Nakai’s wife Tsuyako (Hiroko Sakuramachi), to take an example, at first seems to only fulfil the genre role of the dutiful wife, but one second act conflict suddenly reveals her inner life and the struggles she goes through while keeping up appearances, providing the film not only with a sudden jolt of “wait, that’s not how ninkyo eiga work!” but also emphasising one of the film’s thematic undercurrents: the utter destructiveness of a way of life that knows no compromise and lets problems grow and fester until they are only resolved in the most violent and destructive ways. Every character in the movie goes through this, or something comparable, and all of them end up destroyed or dead – and the film clearly isn’t applauding this as the only honourable way to exist but treats it as the tragedy it is.
There is indeed a great deal of compassion for its characters in the film, not the sentimental kind yakuza movies (and their fans, me not excluded) generally prefer, but one that feels more humane, sadder and more subtle.

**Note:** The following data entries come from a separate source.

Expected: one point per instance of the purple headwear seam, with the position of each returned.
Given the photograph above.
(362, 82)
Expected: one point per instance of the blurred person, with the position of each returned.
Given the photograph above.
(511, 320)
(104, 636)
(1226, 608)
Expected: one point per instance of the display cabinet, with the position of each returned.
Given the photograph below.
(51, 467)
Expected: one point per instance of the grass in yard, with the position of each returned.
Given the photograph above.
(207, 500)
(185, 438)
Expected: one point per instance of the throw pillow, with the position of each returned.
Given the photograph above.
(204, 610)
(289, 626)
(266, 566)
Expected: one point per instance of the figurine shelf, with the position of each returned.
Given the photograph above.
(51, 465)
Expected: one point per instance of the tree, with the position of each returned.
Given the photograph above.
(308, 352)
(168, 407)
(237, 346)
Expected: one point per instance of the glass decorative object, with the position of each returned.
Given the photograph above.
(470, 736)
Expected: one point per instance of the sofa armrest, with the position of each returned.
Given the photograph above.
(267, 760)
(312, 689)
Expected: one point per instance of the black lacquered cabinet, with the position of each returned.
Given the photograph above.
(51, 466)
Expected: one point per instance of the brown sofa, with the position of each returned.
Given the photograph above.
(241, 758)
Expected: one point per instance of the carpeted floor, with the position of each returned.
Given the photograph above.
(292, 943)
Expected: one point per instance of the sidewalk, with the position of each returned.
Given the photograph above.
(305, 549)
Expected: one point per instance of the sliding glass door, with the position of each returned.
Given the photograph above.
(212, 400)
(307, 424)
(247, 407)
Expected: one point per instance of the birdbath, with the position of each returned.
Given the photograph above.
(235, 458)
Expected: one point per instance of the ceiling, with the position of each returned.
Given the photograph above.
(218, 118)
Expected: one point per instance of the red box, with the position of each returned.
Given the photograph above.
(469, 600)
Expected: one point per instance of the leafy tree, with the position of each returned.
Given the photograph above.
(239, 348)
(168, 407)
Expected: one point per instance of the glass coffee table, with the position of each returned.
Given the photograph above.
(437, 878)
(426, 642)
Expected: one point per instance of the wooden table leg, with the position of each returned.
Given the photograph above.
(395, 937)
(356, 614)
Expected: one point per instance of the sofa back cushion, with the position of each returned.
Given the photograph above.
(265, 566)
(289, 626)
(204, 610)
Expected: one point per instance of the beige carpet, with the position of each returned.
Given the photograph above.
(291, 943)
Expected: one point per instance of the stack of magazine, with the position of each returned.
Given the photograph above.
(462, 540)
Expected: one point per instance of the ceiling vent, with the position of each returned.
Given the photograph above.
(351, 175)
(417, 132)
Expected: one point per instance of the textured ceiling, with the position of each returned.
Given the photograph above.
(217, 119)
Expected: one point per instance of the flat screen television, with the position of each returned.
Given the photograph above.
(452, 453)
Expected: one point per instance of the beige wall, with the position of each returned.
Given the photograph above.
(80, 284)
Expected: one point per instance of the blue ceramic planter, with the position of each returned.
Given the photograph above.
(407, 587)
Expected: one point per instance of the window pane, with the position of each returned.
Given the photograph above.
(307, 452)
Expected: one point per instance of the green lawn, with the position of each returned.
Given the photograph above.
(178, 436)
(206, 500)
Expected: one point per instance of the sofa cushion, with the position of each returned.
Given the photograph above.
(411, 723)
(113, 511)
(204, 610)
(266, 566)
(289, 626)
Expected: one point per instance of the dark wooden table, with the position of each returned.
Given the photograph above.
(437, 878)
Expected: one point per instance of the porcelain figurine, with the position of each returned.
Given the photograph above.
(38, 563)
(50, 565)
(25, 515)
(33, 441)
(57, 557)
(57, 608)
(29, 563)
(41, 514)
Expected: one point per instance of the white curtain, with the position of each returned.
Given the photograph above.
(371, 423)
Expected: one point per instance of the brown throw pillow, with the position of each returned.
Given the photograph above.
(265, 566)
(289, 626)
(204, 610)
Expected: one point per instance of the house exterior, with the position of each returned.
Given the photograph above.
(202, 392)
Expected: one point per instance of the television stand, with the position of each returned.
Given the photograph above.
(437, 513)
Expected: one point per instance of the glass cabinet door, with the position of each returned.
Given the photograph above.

In large part, this effect of greater emotional nuance is enabled by Yamashita’s restrained and intensely focussed direction. This is a film without any distractions in staging, tight framing that is meant to keep the viewer as close to the characters as possible, and not a second of material on screen that isn’t important to the characters or the plot. This means none of the actors can afford to overact or fall back on the simpler tricks in their toolkits – every moment of drama is earned through their complicated portrayals of complicated feelings and relationships. Even Wakayama, not an actor who appeared to like to be subtle (and whom I usually love for it), follows suit, and gives one of the most nuanced and human performances I’ve ever seen from him. Consequently, the film develops an uncommon emotional pull, a feeling of witnessing a genuine tragedy evolve, instead of a series of ritualized scenes that end in an explosion of violence.
Even here, at the climax, the movie refuses the sure-fire way to please the audience of its genre. Instead of showing is the mandatory showdown between Nakai and a large group of enemies, the film cuts away from it. It makes sense too, for the violence that’s actually important for Nakai came before and will come after that fight, and that violence is brutal, and short, and looks the exact opposite of fun.